Wildfire fuel-risk analysis combines vegetation condition, structural continuity, and terrain-weather amplification into a comparative hazard surface. A useful conceptual model is:

$$R(x)=w_m M(x)+w_f F(x)+w_l L(x)+w_t T(x)+w_w W(x)$$

Where $M$ is moisture stress, $F$ is fuel load class pressure, $L$ is ladder-fuel continuity, $T$ is terrain amplification, and $W$ is weather modulation.

Fuel and Moisture Interaction

Moisture indicators (for example NDMI/NDWI-style proxies) help distinguish currently receptive fuels from structurally loaded but less active areas. In practice, high structural load with low dryness may rank lower than moderate load under acute dryness.

Zone-Level Aggregation Logic

Risk-zone polygons summarize cell-level behavior into operational blocks. Zone statistics (mean/max risk, dominant fuel label, tier assignment) are intended for treatment sequencing and patrol planning, not parcel-level deterministic prediction.

Methodological Considerations

  • Validate input band semantics and index modes before interpreting moisture-driven risk variation.
  • Treat weather fields as scenario controls; report assumptions with each run.
  • Re-run with sensitivity perturbations on moisture thresholds and severity factors before final prioritization.

Practical Interpretation Pitfalls

Common errors include treating dominant fuel label as final risk severity, ignoring uncertainty introduced by missing optional context layers, and over-committing to a single threshold configuration.

Inputs

Required runtime argument:

  • optical_bundle

Common runtime arguments:

  • red_band_index, nir_band_index, swir_band_index
  • biomass_proxy, slope, aspect
  • fuel_model, profile, zone_block_cells
  • output_prefix (required)
  • air_temperature_c, relative_humidity_pct, wind_speed_kmh

Parameters

Defaults and behavior:

  • profile defaults to balanced.
  • fuel_model defaults to none.
  • zone_block_cells defaults to 20.
  • swir_band_index is optional; when absent, the workflow uses an NDWI-style moisture proxy.

Outputs

Primary runtime outputs:

  • moisture_index
  • fuel_load_class
  • ladder_fuel_continuity
  • risk_matrix
  • risk_zones
  • summary
  • html_report

risk_zones includes ZONE_ID, MEAN_RISK, MAX_RISK, DOM_FUEL, RISK_TIER, and PIXEL_COUNT.

Example

import whitebox_workflows as wbw

env = wbw.WbEnvironment()
env.wildfire_fuel_loading_and_risk_matrix(
	optical_bundle="optical_scene.tif",
	red_band_index=0,
	nir_band_index=1,
	swir_band_index=2,
	biomass_proxy="forest_structure_biomass_proxy.tif",
	slope="slope.tif",
	aspect="aspect.tif",
	fuel_model="temperate_mixed_forest",
	profile="balanced",
	zone_block_cells=20,
	output_prefix="wildfire_risk"
)

References

  • Tool implementation: wbtools_pro/src/tools/workflow_products/wildfire_fuel_loading_and_risk_matrix.rs
  • Wildland fire behavior interpretation practice (fuel/moisture/terrain/weather decomposition)

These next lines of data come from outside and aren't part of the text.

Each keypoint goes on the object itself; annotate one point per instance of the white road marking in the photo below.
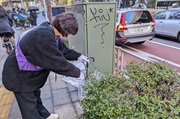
(165, 45)
(148, 56)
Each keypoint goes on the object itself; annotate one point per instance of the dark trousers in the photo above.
(31, 106)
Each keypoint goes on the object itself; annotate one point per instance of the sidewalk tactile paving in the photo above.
(6, 99)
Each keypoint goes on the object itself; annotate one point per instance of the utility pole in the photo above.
(48, 10)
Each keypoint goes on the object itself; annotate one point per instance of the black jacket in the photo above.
(5, 25)
(40, 48)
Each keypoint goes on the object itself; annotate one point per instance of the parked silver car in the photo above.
(134, 26)
(168, 23)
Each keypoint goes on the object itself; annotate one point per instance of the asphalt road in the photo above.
(167, 41)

Parameter Interaction Notes

Prioritize sensitivity checks on profile/threshold settings that materially change output distributions and decision classes.

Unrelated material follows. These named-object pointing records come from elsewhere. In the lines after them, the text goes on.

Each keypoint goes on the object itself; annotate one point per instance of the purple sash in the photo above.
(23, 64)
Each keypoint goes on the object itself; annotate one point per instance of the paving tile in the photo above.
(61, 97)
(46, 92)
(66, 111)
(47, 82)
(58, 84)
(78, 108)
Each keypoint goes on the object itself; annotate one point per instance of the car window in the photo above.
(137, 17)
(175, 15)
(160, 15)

QA and Acceptance Criteria

Minimum acceptance:

  • Band indices validated against the optical bundle layout.
  • Optional rasters aligned to the analysis grid.
  • summary includes risk fractions and weather/modulation context fields.
  • risk_zones contains tier and dominant-fuel attributes expected by dispatch/planning workflows.

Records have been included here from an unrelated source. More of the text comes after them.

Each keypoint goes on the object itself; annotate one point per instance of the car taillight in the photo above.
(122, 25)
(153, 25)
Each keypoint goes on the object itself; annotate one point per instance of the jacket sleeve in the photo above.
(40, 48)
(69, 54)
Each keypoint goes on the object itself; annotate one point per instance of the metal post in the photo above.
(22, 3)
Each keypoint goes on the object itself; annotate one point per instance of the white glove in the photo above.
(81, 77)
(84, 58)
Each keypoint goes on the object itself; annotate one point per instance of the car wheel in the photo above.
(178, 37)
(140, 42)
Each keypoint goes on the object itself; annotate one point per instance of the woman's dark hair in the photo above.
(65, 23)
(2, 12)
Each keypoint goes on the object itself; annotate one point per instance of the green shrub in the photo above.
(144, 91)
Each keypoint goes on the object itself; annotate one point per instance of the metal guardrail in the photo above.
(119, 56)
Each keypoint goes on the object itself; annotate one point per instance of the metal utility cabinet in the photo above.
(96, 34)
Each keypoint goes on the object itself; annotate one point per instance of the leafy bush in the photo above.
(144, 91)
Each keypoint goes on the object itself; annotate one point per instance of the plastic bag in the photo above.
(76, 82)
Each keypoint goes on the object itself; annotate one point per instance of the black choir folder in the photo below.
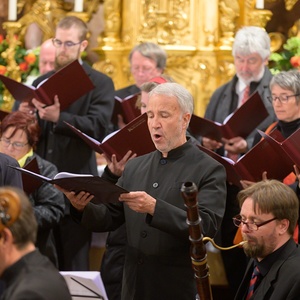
(69, 84)
(30, 184)
(241, 123)
(126, 108)
(83, 285)
(272, 154)
(135, 136)
(103, 190)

Advanced Operational Guidance

For production use, preserve run metadata, lock approved profiles, and version output packages for reproducibility and auditability.

Implementation Patterns

Common pattern: baseline run, sensitivity run on 1-2 parameters, then locked-profile production run for delivery.

See upstream conditioning and downstream validation tools in the same bundle for end-to-end workflow consistency.

When To Use This Workflow

Use Wildfire Fuel Risk Analysis when you need repeatable, source-contract-aligned outputs for planning, reporting, and stakeholder review.